“‘I know your works: you are neither cold nor hot. Would that you were either cold or hot! So, because you are lukewarm, and neither hot nor cold, I will spit you out of my mouth,'” (Revelation 3:15-17, ESV).
In his epic poem The Divine Comedy, Dante Alighieri placed the lukewarm at the gateway to hell, neither in hell nor in heaven. They are “melancholy souls . . ./Who lived withouten infamy or praise,” (Canto III, 35-36). They, in fact, “never were alive,” (64).
They were, Stephen Smith asserts, “souls who have lost truth, have lost God.” The lukewarm “would not exercise their liberty,” and missed out on life and eternity.
Not following God or Satan, Dante explains, they looked out for themselves alone.
Being outside hell sounds better than being inside, but Dante says such souls “envious are of every other fate,” (III, 48). Their end is worse than all others.
Of course, Dante’s poem is literature, not theology.
For theology, we can look to Francis Chan whose discussion of the lukewarm supports Dante’s placement of the lukewarm to either good or evil outside of heaven.
In Chan’s analysis, the lukewarm act like Christians. They go to church. They give money to good causes. But when what is right conflicts with what is popular, the lukewarm “care more about what people think of their actions (like church attendance and giving) than what God thinks of their hearts and lives.”
Chan says such lukewarm churchgoers don’t want to be saved from their sin, only from its penalty.
Their “faith” is emotional; they do not live it out with action. Jesus is part of their lives, but not in control of their lives. They structure their lives so they don’t have to live by faith.
In his typical fashion, Chan, as does Dante from seven centuries ago, convicts and calls us to overcome too much comfort, to be real in our faith.
Francis Chan’s new book Until Unity ties our embrace of authentic faith over a lukewarm counterfeit to Christian unity. Steeped in biblical evidence, Chan says “the unsurrendered will always be at odds with the Christ followers, lobbying for their sins to be overlooked and fighting for their own desires in ungodly ways. . . .
“[The lukewarm] find common ground [among themselves] in judging the radicals who dare think Christ calls everyone to deny themselves and pick up crosses. . . . They can even rally together against those who still believe that the commands of Scripture are still valid today.”
We watch this conflict within the Church. It goes on around us daily. It occurs both at high levels and in small congregations.

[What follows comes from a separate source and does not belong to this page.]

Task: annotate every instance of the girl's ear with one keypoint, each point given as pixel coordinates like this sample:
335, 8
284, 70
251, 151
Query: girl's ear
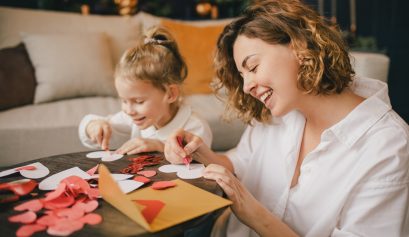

“[T]here are many people in churches who do not truly follow Jesus, and with them, there can be no unity. It is our responsibility to lovingly confront them and call them higher. But if they remain unchanged, it is never our responsibility to lower the bar in the name of unity,” (emphasis Chan’s).
The lukewarm live among us. Many sleep.
We will not win them by being like them. We must show them Christ. We must love them, but only in truth.
We can be the hot cup of reality in a community drowsy from the lure of the unreal.
And what must overflow from our hot cups are love and truth.